Proving Equivalences (hdu 2767 强联通缩点)

Proving Equivalences

Time Limit: 4000/2000 MS (Java/Others)    Memory Limit: 32768/32768 K (Java/Others)

Total Submission(s): 3743    Accepted Submission(s): 1374

Problem Description

Consider the following exercise, found in a generic linear algebra textbook.



Let A be an n × n matrix. Prove that the following statements are equivalent:



1. A is invertible.

2. Ax = b has exactly one solution for every n × 1 matrix b.

3. Ax = b is consistent for every n × 1 matrix b.

4. Ax = 0 has only the trivial solution x = 0. 



The typical way to solve such an exercise is to show a series of implications.

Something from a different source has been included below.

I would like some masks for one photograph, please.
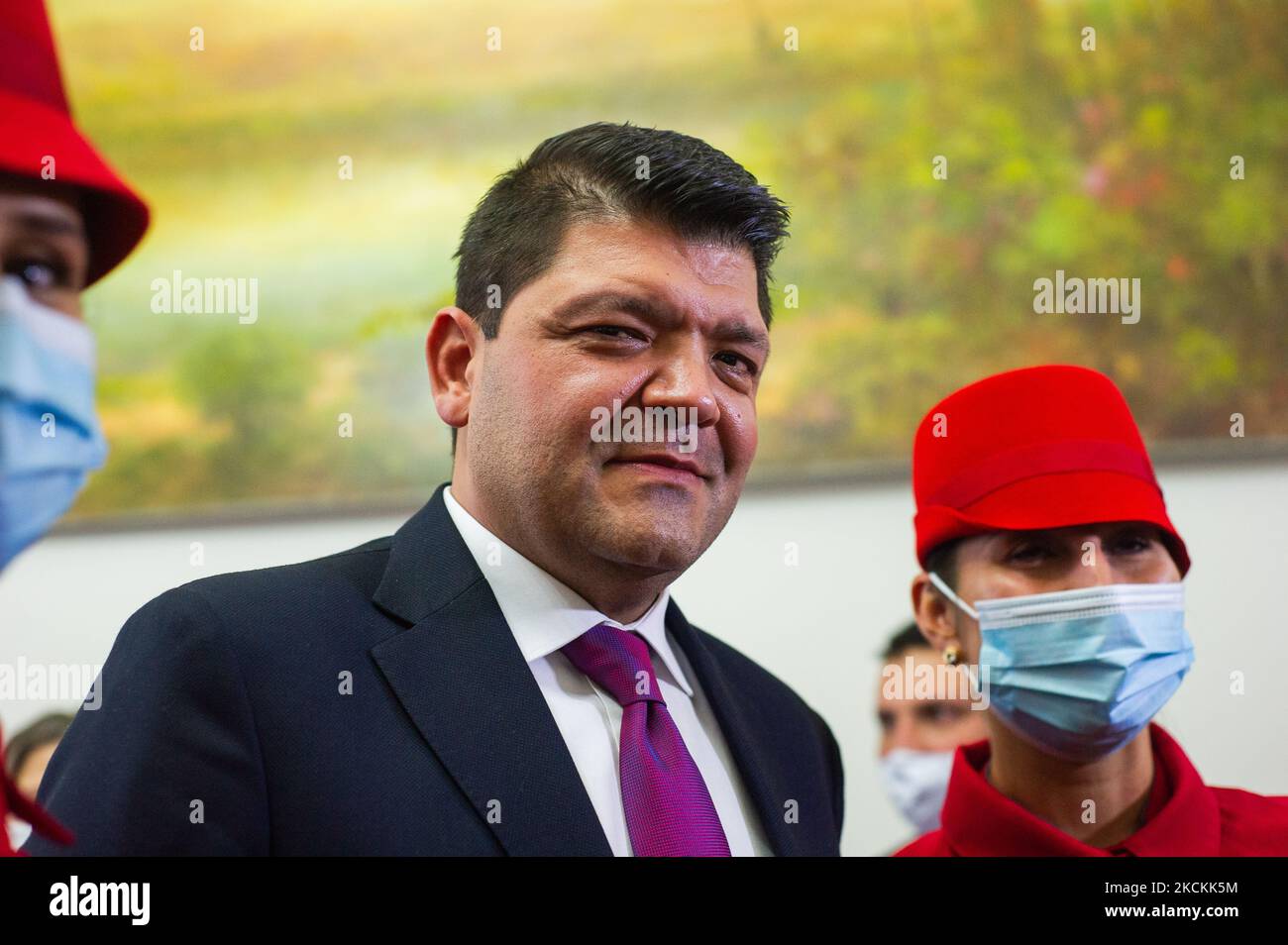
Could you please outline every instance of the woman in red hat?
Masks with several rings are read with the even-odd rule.
[[[1190,559],[1122,394],[987,377],[913,447],[917,623],[979,685],[940,828],[899,856],[1288,855],[1288,797],[1203,783],[1153,721],[1194,660]]]
[[[72,503],[107,444],[80,294],[143,238],[148,210],[72,122],[43,0],[0,9],[0,568]],[[4,776],[13,814],[67,833]],[[0,829],[0,856],[13,855]]]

For instance, one can proceed by showing that (a) implies (b), that (b) implies (c), that (c) implies (d), and finally that (d) implies (a). These four implications show that the
four statements are equivalent.



Another way would be to show that (a) is equivalent to (b) (by proving that (a) implies (b) and that (b) implies (a)), that (b) is equivalent to (c), and that (c) is equivalent to (d). However, this way requires proving six implications, which is clearly a
lot more work than just proving four implications!



I have been given some similar tasks, and have already started proving some implications. Now I wonder, how many more implications do I have to prove? Can you help me determine this?

 

Input

On the first line one positive number: the number of testcases, at most 100. After that per testcase:



* One line containing two integers n (1 ≤ n ≤ 20000) and m (0 ≤ m ≤ 50000): the number of statements and the number of implications that have already been proved.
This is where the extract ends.